By the way, our mobile developer has been falling sick for
some days. Did you care to find out why he sometimes falls sick? There are
people who can’t go on leave because you are not satisfied with their work or
because Garry’s project is not live yet. You used the excuse of some feature
not working to deny someone leave. I fixed the issue hoping the guy could get
some relief, but you told him my project needed training and that he would need
to be there. Basically, one thing keeps leading to another, and that means my
friend might never go on leave. If that is someone else, what about me on
probation?
Now yesterday, you accused me of coming late to work. 9:30
am is not late, to begin with. Did you care to know that I sometimes work late
into the night and early in the morning to fix bugs and features? I told you
that sometimes I work at home after supper and sometimes in the morning when I
wake up. The reason is, sometimes in the office, with the constant
interruptions, my thought process is messed up from impromptu HR phone calls (I
wonder why they can’t use email, which is less disruptive) and your stand-up
meetings that pop up out of nowhere. Per week, I sometimes work for about 55
hours, which is twice the hours in the office. When I told you I sometimes run
10 km in the morning, you started talking about work-life balance. It was
absurd how you said that.
Work-life balance refers to the equilibrium between
professional and personal life, where individuals can effectively manage their
work responsibilities while also enjoying a fulfilling personal life. But to
you, it meant one is supposed to reduce their personal time and maximize work,
even if it means overworking themselves.
I refuse to work in a toxic workspace because I was there
five years ago, and I almost committed suicide. One thing I was right about was
not posting online that I work here because I was not sure how long I would
last here. But above all, I regret coming here. Thank God my running sport is
way more cheaper than therapy, which you yourself go to silently.
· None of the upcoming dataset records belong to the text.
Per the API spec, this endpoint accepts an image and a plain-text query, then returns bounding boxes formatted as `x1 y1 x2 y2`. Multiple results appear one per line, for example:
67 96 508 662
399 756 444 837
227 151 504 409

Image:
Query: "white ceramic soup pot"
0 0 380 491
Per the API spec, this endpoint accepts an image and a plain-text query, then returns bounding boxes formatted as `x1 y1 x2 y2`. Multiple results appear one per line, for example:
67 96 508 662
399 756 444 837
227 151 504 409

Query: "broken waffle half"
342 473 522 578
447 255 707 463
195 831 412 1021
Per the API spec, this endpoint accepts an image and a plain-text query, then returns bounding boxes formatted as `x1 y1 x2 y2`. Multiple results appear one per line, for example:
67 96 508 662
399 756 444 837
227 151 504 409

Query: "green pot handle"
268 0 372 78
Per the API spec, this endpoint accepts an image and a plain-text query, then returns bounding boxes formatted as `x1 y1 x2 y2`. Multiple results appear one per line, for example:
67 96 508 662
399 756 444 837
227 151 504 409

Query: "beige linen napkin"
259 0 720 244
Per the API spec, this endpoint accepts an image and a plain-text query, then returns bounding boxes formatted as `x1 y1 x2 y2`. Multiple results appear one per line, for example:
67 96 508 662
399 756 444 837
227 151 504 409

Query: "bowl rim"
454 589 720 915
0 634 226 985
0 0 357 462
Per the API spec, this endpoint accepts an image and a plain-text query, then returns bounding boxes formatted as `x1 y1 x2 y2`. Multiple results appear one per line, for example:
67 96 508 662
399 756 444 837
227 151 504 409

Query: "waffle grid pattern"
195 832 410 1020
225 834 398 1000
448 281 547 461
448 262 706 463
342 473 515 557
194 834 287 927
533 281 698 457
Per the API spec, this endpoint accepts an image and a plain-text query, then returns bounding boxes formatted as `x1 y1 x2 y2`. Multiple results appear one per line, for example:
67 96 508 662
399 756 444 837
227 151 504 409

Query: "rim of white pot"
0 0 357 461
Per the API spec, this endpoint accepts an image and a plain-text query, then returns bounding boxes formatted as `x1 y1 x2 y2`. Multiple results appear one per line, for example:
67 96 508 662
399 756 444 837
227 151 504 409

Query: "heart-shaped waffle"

Corporate environments that neither understand nor respect
software development will suffocate developers with micromanagement,
underpayment, and meaningless “growth opportunity” rhetoric. Garry’s story is a
reminder that no pay-check is worth your mental health, and that your
well-being and dignity are more important than any title on LinkedIn.
If you see the red flags early, don’t confuse them with the
company’s color theme. Walk away. It’s better to be unemployed and mentally
safe than to trade your sanity for a toxic pay-check.